Por óbvio, os mecanismos emergenciais e temporários que deverão ser acionados em razão da crise provocada pela pandemia não existem para a prática de demagogia, nem para desmoralizar o conceito de responsabilidade fiscal. E também inaceitável que Bolsonaro tente alterar a lei para satisfazer aos caminhoneiros, caso não funcione o truque da cláusula de calamidade.

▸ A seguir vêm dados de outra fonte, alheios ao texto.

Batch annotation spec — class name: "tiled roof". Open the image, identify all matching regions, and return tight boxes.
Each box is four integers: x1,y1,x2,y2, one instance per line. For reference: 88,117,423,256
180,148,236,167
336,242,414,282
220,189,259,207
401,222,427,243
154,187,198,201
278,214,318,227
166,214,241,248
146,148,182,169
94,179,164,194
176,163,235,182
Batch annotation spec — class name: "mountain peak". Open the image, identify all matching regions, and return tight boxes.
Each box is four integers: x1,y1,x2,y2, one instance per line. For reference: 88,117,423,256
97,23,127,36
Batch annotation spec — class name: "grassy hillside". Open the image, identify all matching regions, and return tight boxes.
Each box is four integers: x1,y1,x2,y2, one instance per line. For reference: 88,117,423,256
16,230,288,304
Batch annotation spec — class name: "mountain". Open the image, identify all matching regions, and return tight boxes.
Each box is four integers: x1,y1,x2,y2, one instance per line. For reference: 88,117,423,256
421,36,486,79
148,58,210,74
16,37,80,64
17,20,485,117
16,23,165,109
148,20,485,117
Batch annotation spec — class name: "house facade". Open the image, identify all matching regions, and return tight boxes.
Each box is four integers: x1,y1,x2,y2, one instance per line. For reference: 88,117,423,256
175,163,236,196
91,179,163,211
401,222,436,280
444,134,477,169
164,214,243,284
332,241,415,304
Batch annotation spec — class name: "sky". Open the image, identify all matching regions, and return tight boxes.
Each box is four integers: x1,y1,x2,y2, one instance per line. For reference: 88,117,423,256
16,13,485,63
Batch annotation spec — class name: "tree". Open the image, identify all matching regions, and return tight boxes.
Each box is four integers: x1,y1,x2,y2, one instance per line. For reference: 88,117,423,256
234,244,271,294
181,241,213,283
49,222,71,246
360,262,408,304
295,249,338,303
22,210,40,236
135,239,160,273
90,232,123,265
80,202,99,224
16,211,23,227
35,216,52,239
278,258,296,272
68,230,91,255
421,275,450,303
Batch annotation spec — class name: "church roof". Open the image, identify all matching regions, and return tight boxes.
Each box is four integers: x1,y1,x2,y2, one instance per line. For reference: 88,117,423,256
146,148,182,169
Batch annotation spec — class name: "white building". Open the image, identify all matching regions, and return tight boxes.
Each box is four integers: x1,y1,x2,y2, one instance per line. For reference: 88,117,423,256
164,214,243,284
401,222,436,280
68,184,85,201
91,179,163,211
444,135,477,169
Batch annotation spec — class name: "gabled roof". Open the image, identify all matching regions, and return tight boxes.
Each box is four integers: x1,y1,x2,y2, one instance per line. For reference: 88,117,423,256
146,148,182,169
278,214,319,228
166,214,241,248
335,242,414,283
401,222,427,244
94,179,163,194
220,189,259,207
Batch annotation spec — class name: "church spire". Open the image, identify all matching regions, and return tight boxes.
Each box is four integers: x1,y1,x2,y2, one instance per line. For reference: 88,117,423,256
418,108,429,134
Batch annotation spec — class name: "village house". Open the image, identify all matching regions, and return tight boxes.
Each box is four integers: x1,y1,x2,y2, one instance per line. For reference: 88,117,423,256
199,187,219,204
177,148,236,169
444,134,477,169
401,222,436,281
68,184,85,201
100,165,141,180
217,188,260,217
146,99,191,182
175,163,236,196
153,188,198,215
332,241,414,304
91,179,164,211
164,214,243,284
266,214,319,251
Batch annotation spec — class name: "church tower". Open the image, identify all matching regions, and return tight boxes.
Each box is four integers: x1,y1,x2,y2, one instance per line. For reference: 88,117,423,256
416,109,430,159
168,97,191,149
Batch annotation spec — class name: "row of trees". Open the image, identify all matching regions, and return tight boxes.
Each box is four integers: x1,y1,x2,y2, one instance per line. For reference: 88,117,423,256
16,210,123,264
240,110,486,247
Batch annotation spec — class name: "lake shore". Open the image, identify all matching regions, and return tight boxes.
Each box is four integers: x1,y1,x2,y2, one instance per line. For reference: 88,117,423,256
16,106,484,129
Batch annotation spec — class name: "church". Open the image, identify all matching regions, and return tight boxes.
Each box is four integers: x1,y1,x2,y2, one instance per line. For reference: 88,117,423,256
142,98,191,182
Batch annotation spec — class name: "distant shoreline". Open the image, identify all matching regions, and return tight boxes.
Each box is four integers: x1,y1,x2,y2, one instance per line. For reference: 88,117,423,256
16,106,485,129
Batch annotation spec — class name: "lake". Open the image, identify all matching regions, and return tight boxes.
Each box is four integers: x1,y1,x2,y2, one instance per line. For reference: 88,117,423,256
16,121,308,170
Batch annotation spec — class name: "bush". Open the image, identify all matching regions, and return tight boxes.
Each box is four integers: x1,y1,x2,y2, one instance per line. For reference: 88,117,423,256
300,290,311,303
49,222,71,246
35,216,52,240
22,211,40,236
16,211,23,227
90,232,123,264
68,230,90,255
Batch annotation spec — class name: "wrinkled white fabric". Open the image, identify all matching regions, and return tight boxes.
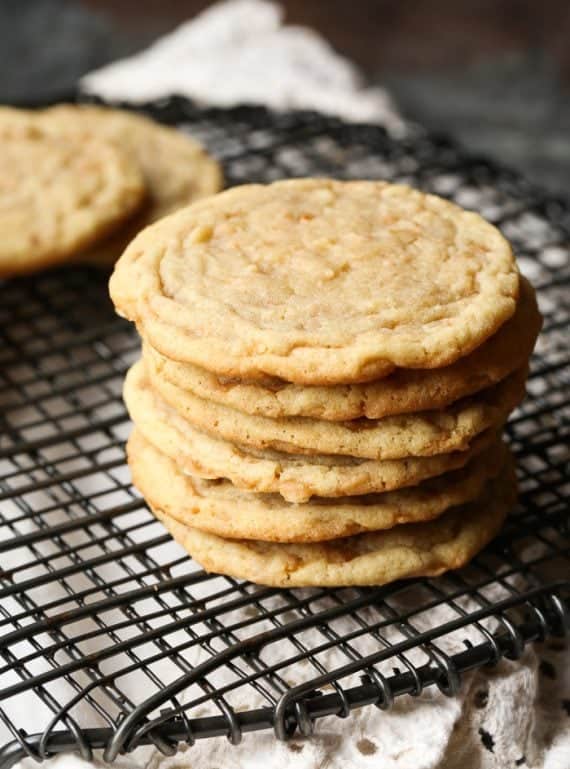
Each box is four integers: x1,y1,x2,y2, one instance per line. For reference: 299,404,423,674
81,0,402,130
5,0,570,769
11,642,570,769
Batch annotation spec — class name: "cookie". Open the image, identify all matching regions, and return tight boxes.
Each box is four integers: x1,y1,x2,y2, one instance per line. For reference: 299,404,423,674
144,352,528,459
36,104,223,264
0,127,144,276
124,362,502,502
153,462,516,587
127,429,506,542
143,278,542,421
110,179,519,385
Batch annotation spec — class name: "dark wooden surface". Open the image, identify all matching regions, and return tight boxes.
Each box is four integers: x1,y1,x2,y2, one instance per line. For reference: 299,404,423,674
84,0,570,80
4,0,570,195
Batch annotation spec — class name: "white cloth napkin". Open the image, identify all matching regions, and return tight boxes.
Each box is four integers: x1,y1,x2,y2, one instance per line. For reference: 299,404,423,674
5,0,570,769
81,0,403,130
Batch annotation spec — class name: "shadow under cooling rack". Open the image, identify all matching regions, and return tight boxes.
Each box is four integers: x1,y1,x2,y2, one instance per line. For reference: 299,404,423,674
0,99,570,768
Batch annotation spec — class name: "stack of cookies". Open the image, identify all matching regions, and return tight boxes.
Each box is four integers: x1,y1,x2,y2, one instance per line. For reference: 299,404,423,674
0,105,222,277
110,179,541,586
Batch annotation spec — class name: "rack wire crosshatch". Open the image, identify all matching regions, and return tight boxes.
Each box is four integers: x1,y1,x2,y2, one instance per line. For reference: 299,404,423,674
0,98,570,769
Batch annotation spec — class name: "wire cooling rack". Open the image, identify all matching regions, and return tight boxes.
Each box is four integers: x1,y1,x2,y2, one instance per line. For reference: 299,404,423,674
0,99,570,769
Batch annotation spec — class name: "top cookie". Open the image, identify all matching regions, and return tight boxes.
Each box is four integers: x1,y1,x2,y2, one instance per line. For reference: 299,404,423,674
36,104,223,263
0,121,144,276
110,179,519,385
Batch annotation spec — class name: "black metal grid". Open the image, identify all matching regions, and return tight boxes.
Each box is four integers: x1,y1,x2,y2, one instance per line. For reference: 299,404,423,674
0,99,570,767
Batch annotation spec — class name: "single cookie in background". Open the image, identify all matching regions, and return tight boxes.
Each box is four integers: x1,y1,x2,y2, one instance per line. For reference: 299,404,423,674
36,104,223,266
127,429,507,542
124,362,501,503
153,460,516,587
143,352,528,459
110,179,519,385
143,278,542,421
0,126,144,277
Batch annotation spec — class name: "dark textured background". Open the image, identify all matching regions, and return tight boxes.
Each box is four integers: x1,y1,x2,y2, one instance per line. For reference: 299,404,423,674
0,0,570,195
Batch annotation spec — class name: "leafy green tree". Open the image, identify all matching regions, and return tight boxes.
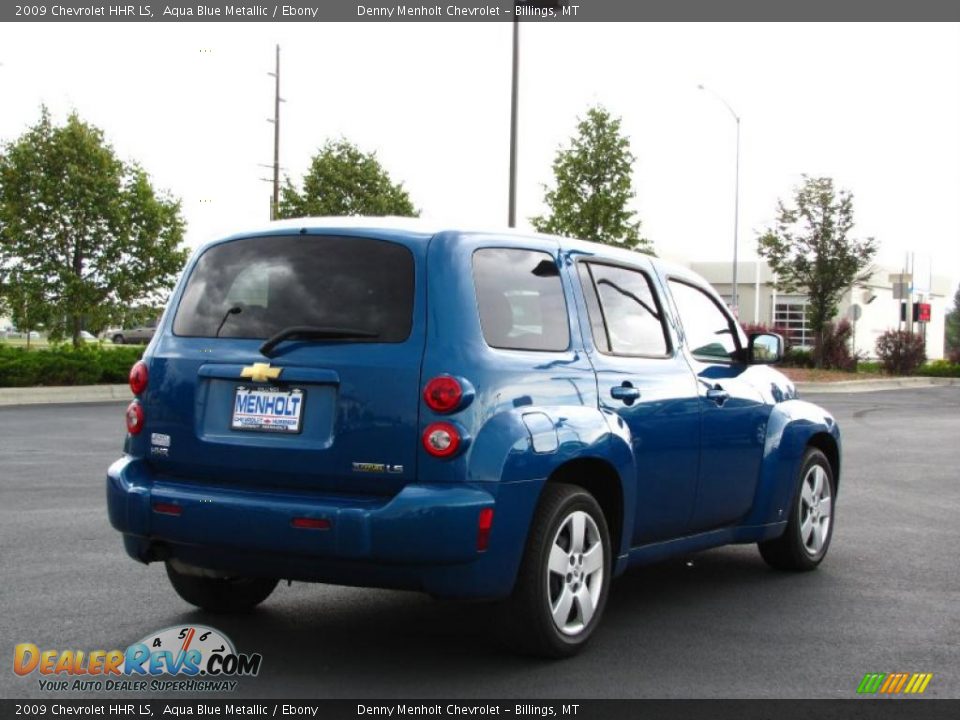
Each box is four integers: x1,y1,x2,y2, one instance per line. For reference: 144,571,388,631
530,105,653,255
0,108,187,345
757,175,877,367
945,287,960,358
277,139,420,218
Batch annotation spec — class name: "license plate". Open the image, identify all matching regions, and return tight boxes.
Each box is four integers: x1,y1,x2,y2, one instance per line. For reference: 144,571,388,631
230,385,304,433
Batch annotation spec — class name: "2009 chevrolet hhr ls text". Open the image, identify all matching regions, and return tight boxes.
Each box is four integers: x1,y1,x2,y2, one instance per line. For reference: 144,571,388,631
107,218,840,656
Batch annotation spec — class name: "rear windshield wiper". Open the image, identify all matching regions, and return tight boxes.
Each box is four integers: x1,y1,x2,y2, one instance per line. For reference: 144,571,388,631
260,325,380,357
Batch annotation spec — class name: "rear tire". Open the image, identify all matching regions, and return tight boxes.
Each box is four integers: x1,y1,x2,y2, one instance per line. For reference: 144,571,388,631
759,448,837,571
166,562,278,613
497,483,612,658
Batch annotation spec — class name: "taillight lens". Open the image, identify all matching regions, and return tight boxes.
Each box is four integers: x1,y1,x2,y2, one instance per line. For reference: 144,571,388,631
477,508,493,552
423,375,463,412
127,400,143,435
130,360,149,395
423,423,460,457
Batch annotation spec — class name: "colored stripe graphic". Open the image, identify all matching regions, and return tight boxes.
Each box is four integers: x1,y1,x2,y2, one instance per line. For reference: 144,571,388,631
857,673,933,695
857,673,887,694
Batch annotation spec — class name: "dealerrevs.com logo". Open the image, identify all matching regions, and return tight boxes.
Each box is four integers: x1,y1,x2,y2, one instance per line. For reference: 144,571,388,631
13,625,263,692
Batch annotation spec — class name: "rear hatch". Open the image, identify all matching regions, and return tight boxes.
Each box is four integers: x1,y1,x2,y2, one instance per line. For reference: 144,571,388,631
138,232,427,495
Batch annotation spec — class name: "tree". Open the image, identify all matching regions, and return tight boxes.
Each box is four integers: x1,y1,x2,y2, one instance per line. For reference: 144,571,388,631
757,175,877,367
0,108,187,344
945,287,960,362
278,139,420,218
530,105,653,255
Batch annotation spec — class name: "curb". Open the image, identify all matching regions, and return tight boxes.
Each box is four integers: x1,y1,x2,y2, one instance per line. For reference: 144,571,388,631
0,385,133,407
795,377,960,394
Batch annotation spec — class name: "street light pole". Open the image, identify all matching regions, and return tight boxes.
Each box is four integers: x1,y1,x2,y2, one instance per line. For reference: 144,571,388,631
507,15,520,227
697,85,740,318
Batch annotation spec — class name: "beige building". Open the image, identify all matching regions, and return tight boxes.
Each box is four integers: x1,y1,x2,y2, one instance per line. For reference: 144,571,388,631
688,261,953,360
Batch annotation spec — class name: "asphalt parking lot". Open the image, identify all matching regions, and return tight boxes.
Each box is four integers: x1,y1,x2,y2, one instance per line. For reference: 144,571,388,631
0,386,960,699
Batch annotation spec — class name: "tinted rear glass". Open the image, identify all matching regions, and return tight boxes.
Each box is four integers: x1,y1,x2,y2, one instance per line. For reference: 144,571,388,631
473,248,570,350
173,235,414,343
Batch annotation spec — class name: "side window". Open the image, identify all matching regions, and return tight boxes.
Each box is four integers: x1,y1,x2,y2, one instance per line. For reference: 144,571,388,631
670,280,740,361
473,248,570,351
580,263,670,356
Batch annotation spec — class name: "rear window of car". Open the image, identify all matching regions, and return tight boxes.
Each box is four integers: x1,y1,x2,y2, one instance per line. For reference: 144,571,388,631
173,235,414,343
473,248,570,351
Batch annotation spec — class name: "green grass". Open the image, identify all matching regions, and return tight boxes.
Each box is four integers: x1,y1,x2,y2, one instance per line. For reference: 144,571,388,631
0,340,143,387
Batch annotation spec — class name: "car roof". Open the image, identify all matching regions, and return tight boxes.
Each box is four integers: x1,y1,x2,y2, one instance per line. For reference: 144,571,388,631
204,215,707,284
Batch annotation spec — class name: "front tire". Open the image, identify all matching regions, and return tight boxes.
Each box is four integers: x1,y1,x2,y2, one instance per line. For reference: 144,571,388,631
498,483,612,658
166,561,278,613
759,448,837,571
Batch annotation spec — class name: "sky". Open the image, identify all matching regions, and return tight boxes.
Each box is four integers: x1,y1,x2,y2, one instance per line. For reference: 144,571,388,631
0,23,960,296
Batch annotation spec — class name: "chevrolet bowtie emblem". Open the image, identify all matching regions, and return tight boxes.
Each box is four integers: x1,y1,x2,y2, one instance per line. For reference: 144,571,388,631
240,363,283,382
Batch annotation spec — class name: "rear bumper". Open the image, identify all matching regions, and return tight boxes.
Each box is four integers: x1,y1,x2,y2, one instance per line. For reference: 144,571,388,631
107,457,542,597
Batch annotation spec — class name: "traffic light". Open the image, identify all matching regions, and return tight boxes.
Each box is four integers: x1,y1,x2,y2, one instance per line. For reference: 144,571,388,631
900,303,930,322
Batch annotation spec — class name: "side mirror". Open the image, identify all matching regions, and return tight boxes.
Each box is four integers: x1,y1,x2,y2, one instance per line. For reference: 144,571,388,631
747,333,783,365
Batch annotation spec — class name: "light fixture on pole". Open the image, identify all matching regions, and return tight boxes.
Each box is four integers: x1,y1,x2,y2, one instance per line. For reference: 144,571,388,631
697,85,740,318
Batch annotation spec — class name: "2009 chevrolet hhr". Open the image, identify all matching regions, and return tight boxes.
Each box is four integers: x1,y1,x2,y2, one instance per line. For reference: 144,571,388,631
107,218,840,656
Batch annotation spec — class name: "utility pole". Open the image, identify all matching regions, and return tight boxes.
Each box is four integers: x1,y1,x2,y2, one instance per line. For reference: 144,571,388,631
267,45,282,220
507,15,520,227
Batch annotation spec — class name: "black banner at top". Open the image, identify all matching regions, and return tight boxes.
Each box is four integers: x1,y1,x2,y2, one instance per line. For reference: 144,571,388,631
0,0,960,23
0,698,960,720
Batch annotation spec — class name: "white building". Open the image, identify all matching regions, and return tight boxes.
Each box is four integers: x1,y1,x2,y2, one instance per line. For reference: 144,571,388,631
688,261,953,360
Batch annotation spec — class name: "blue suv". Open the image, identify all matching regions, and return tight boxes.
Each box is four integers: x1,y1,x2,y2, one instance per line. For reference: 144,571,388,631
107,218,840,657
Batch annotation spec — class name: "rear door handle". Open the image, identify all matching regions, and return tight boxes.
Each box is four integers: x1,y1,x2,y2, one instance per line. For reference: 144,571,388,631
610,383,640,405
707,385,730,405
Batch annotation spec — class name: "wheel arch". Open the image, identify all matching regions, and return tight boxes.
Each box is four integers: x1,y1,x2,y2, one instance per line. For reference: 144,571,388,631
807,432,840,491
547,457,625,554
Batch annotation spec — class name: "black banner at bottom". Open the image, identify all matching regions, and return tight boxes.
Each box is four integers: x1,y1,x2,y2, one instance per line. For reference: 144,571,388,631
0,698,960,720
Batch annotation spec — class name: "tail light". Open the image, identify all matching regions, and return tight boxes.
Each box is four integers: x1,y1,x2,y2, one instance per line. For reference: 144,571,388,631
127,400,143,435
423,423,460,458
423,375,463,413
129,360,150,395
477,508,493,552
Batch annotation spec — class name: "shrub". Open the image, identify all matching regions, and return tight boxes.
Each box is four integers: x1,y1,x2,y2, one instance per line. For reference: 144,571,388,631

Bolsonaro sempre tenta usar atalhos para escapar dos freios e contrapesos democráticos. Foi assim no armamentismo e no meio ambiente. Agora, ensaia fazer o mesmo no campo fiscal. Não deixa de ser irônico que o resultado desse tipo de manobra possa abalar seu próprio projeto de reeleição, já que o desequilíbrio fiscal tem consequências tão indesejáveis quanto inexoráveis: pressiona a inflação, faz o dólar disparar, reduz os investimentos, gera recessão e aumenta o desemprego.